# Installing island range hood on slanted ceiling



## bcemail (Sep 18, 2010)

Our cooktop is on an island in the center of the kitchen, and we've never had a vent hood over it, but want to install one since we need a new light fixture there anyway. The ceiling is about 7' above the cooktop, and is slanted/cathedral style (also, the island is at an angle to the ceiling/walls, but I don't think that will matter).
I've seen a lot of installations online and they often involve building a soffit box to get a level surface. I've also seen a few pictures where the chimney seems to go flush with the cathedral ceiling, then has a frame/trim piece above it, which I like the look of. 
I know I need a level surface to attach the mounting piece to, but can this be above the ceiling level? I have access to the area above, which is several feet of crawl/attic space under the sloping roof. Can I just put some extra 2x4 support, attach the mounting plate to that, and run the chimney a little through the ceiling? I didn't think the chimney would get hot enough to cause any problems.
Any one have experience with this type of install? I just realized I probably need to have extra chimney then what comes with most hoods. I _think_ I can handle this installation, as it doesn't seem overly technical. Roof is a gentle slope in that area, and I'll use plenty of caulk, since a leaking ceiling would be very unfortunate (wife already raised that issue!).
Thanks for the help!


----------



## Nealtw (Jun 22, 2017)

can you post a picture or link to the one you have in mind


----------



## bcemail (Sep 18, 2010)

Nealtw said:


> can you post a picture or link to the one you have in mind


Sort of like this one, with just a small frame.

Also realized that extension chimneys will add more cost than I thought, which might make a soffit box more appealing...


----------



## Nealtw (Jun 22, 2017)

A simple box is easy enough unless you want to build it to match the angle of the island too.

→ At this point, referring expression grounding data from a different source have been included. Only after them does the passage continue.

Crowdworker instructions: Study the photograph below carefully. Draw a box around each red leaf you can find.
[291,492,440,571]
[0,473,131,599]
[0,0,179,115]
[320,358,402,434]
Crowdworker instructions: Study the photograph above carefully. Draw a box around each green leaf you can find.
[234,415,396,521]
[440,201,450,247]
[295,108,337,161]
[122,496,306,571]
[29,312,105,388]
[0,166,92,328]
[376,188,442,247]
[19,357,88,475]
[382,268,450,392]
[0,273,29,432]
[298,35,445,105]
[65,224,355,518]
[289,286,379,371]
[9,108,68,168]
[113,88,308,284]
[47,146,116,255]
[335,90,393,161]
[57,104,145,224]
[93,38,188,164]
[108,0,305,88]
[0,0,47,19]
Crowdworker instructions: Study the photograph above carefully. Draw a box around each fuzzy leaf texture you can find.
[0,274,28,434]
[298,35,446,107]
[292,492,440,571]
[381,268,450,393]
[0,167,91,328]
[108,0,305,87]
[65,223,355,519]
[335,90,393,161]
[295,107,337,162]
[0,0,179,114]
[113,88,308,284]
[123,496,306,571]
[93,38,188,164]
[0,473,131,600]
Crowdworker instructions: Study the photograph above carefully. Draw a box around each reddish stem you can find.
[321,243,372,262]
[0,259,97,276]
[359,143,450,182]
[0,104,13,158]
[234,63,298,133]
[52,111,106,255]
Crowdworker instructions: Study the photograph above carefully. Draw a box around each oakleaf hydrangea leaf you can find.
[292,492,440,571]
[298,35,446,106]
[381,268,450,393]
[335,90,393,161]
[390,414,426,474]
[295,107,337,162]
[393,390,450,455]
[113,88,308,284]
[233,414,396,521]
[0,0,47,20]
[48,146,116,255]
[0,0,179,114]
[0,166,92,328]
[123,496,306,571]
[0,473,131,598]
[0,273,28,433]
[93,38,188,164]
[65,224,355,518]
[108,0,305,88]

Do you have trusses above? I don't think it is classed as a chimney but needs to sealed to the ceiling like one.


----------



## huesmann (Aug 18, 2011)

What's your plan for venting once you have the duct up above the ceiling? Through the roof?

I would think a box would be the easy button; easy to attach to the ceiling via joist or truss, and you could make it match your cabinetry.


----------



## ckLoveland (10 mo ago)

bcemail said:


> Sort of like this one, with just a small frame.
> 
> Also realized that extension chimneys will add more cost than I thought, which might make a soffit box more appealing...


Like this solution! Did you move the mounting bracket for the chimney and hood up into the attic? And then slide the chimney up through the ceiling? I have a similar situation and trying to come up with a solution. Thanks in advance for your reply.


----------